Texte écrit lors des 13èmes rencontres cinématographiques de Béjaia.



dimanche 24 janvier 2016

L’amour d’une caméra présente-absente


Une politique de l’amitié dans « Je suis le peuple » d’Anna Rousillon




«  Je suis le peuple » d’Anna Rousillon est un documentaire qui marque par sa générosité et sa justesse ; juste parce que généreux et à l’écoute de l’environnement qu’il filme, champs, animaux, humains de toutes générations…La caméra, bien vivante ne se contente pas de pourchasser un sujet préétabli. Comme un sismographe, elle suit les ondes et fluctuations de cet univers dans lequel elle se fend progressivement jusqu’à se faire oublier.  

La caméra est partie intégrante de cet espace-temps. Elle ne filme pas de l’extérieur en restant à distance. Cette caméra a un nom, une voix, on la taquine, et par moments de manière très subtile et avec beaucoup d’humilité, elle s’exprime, pose des questions, réagit à ce qu’elle filme, écoute, rigole, discute…Sa voix, on l’entend à peine, elle donne la parole. Anna, la cinéaste, est d’abord une amie, elle a dû vivre une expérience humaine forte et authentique pour obtenir autant de vérité dans les attitudes au cours du film. Farrag, sa famille, les villageois ont en face une personne à qui ils font confiance et non une caméra désincarnée qu’on braquerait sur eux, on se soucie d’elle, on plaisante avec elle, on lui livre sa pensée... A aucun moment on ne ressent la peur ou le blocage. Dans l’une des séquences, Farrag le dit « non, je n’ai pas peur ». La question est posée par la cinéaste comme pour indiquer a contrario le degré de confiance incroyable qui s’établit, cette capacité profonde qu’a la caméra d’être avec.
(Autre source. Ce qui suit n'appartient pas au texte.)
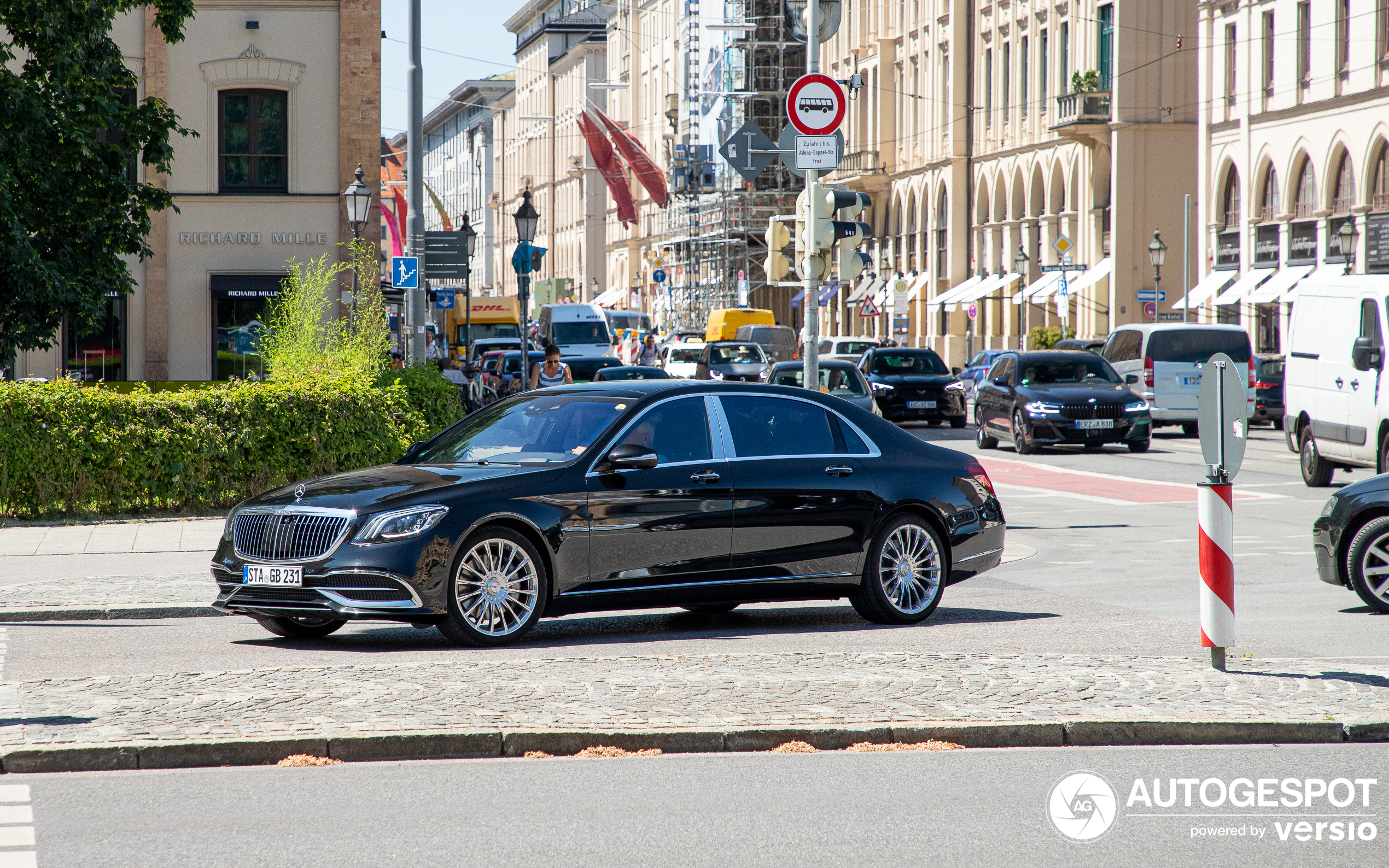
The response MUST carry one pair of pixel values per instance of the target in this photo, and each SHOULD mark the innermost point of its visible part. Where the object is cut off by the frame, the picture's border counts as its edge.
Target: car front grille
(1092, 412)
(287, 537)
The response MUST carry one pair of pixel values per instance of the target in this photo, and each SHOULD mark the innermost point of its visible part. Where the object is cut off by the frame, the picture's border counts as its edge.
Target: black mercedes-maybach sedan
(610, 496)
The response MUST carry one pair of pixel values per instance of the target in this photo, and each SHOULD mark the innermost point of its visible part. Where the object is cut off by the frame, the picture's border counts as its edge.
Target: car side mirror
(629, 456)
(1366, 356)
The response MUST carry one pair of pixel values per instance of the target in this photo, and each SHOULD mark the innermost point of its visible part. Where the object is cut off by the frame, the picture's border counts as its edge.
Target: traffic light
(777, 265)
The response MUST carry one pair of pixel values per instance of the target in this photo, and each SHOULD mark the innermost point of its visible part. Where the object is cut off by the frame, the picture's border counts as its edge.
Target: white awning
(985, 289)
(1207, 286)
(1279, 284)
(1245, 285)
(1040, 289)
(1321, 274)
(959, 289)
(1092, 277)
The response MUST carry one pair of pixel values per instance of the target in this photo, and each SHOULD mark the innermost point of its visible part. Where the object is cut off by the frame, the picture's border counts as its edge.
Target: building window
(1269, 202)
(252, 142)
(1106, 46)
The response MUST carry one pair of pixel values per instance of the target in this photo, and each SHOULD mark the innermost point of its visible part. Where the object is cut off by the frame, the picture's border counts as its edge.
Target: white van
(1166, 359)
(578, 330)
(1335, 415)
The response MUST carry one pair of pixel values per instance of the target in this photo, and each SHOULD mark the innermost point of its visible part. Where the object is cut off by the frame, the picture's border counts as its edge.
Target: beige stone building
(285, 98)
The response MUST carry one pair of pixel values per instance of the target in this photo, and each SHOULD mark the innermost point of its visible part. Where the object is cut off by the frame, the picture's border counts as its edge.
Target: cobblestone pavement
(114, 591)
(659, 692)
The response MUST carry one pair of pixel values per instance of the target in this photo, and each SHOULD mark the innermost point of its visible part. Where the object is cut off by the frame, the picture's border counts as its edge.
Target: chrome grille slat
(287, 537)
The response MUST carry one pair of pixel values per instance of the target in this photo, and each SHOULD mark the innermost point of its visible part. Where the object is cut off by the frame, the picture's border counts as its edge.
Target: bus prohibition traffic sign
(816, 104)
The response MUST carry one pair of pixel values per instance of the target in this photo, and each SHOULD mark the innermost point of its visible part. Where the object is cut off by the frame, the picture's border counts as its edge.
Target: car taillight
(981, 477)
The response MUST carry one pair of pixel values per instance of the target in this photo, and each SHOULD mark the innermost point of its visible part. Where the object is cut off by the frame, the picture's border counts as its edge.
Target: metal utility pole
(810, 302)
(416, 181)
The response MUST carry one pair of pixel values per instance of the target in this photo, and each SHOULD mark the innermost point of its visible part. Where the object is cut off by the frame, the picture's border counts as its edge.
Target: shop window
(252, 130)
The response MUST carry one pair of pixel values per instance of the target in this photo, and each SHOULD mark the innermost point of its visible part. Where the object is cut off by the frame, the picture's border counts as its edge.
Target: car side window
(764, 425)
(675, 431)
«  Je suis le peuple » ne montre pas la masse indéterminée ou l’énergie des manifestants de Place Tharir par exemple. Dans ce film, le peuple a un visage, un tempérament. Passant d’un individu à un autre, le peuple s’incarne dans sa sagesse comme dans sa complexité, ses contradictions qui disent sa vivacité, son apprentissage du politique de manière progressive, son implication malgré lui, malgré sa prudence… Politique, il l’est plus que tous, dans son vivre ensemble, dans la solidarité, dans sa pratique de la vie quotidienne. A travers des individus singuliers, l’image d’une communauté combative au quotidien se dessine, des individus prêts de la terre, de l’eau qui coule et qui souvent ne coule pas. Il y a de l’amour partout, de l’amour gratuit comme le définit Farraj au début du film, là où le film livre son fil conducteur, son moteur : l’ « anthropophilie », de l’amour entre les hommes… La complicité avec la cinéaste est perçue dès les premiers plans où l’humour et la rigolade règnent. Cette posture de confiance, de retrait de la cinéaste tout autant que d’implication est un équilibre curieux. C’est justement comme en amour, la réserve dit la grande implication, l’écoute, la générosité. On en oublie l’objet caméra, l’objet technique qui aurait pu empêcher les personnes personnages de vivre, de se livrer sans masques ou les pousser à être plus en représentation, on ne les sent pas du tout tétanisés. Sans une vraie rencontre, le film n’aurait pu se faire, il est tissé de cette confiance progressive qui permet une pensée vive, amicale. Rousillon filme à hauteur d’hommes comme on dit, des hommes au plus près de la nature et du naturel. Enfants et adultes dégagent une présence sans vernis.  Le « peuple » réussit ce qu’il y a de plus difficile à l’air de l’image et du virtuel : être soi, dire soi, se laisser vivre sans se sentir épié, et pourtant la caméra est là, présente absente, amicale, les regards la traversent comme à travers une vitre car ils ne voient pas un objet qu’on braque sur eux mais un regard amical, bienfaisant qui se pose sur eux pour partager un événement des plus bouleversants en leur compagnie. La caméra accompagne, n’épie pas, du cinéma vrai et une bonne leçon d’humanité.

Texte écrit lors des 13èmes rencontres cinématographiques de Béjaia.